Just kidding on that last part. It’s never OK to cheat in this stupid game, especially since it has a built-in cheat that lets you try all sorts of preposterous combinations with no penalty whatsoever. Try that in real Scrabble sometime. Is “zypotix” a word? Well, let’s just run it up the flagpole and see who cheers. … Hmm. No. How about “coxae”? Yes!
The reason I’m pondering the question is because I suspect others are availing themselves of the various Scrabble word finders on the Internet whenever they find themselves in a jam. Never mind the ethics of this; the logic is even harder to fathom. It’s like a pickup basketball game where LeBron James stands in for you while you shout encouragement from the bench. You are no longer a player, but a spectator.

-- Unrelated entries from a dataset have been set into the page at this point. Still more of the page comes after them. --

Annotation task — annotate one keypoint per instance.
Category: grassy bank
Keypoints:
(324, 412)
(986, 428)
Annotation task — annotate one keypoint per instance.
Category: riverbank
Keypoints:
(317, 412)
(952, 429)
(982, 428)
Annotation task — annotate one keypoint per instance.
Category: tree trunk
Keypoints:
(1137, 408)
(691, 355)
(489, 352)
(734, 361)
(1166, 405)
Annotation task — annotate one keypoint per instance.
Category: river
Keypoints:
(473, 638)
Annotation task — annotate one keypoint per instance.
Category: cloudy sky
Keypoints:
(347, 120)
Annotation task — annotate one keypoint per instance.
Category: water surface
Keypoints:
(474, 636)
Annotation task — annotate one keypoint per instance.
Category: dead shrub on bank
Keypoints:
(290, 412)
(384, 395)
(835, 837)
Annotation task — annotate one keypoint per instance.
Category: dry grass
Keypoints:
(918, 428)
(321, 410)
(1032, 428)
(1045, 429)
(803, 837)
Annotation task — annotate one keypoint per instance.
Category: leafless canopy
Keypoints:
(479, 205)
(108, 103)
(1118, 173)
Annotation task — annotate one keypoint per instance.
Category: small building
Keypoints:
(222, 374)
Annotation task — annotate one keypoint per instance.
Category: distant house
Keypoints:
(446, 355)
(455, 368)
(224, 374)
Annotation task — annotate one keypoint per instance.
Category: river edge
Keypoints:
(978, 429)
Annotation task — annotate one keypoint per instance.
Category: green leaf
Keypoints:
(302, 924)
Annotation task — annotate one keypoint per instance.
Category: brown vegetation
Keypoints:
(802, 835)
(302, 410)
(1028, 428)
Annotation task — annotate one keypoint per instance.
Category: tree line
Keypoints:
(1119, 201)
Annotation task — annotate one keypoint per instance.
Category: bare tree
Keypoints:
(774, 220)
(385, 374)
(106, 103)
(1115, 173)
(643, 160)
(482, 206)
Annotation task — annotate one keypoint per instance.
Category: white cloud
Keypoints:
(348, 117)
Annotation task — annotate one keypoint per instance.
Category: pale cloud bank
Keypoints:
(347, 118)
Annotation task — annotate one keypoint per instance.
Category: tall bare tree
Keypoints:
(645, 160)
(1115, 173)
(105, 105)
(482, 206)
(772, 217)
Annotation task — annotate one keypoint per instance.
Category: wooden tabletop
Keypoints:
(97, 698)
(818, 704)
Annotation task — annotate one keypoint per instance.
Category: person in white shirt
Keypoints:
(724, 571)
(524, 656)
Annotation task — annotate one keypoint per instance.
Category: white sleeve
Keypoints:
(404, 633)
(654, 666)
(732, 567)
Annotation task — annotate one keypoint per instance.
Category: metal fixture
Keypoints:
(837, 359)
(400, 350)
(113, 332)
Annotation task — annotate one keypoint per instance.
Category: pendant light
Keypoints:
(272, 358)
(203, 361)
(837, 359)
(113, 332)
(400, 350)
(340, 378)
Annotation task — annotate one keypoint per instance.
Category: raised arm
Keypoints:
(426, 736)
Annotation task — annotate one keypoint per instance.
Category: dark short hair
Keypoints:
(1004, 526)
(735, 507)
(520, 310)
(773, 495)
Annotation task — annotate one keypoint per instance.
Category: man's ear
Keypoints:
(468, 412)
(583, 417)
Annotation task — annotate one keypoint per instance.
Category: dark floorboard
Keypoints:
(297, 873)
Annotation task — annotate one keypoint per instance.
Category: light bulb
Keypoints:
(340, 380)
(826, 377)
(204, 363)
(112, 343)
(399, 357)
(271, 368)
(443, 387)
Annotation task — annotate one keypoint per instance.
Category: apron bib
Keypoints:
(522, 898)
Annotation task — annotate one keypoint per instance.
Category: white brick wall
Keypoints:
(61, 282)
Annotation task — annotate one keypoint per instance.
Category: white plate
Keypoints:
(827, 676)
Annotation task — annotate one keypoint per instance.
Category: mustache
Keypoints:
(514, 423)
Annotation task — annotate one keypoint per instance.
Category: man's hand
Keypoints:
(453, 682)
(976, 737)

I’m playing just one game of “Words With Friends” now, and I am not implying in any way that my opponent would even dream of getting a few hints from the Internet now and then. Of course not. But I watch other people, including loved ones, and I believe some of these contests become quickly reduced to luck alone. Here are these seven random letters; now let’s sit back and use the limitless memory of the Web to maximize their potential. Talk about fun!
OK, that’s enough about ethics. Let’s turn to questions of etiquette. My question is this: Should people playing “Words With Friends” repeatedly ignore those present in the same freaking room, while said players try out impossible words like “mongoz” and “xoast”? That’s been happening a lot around here. Discuss among yourselves.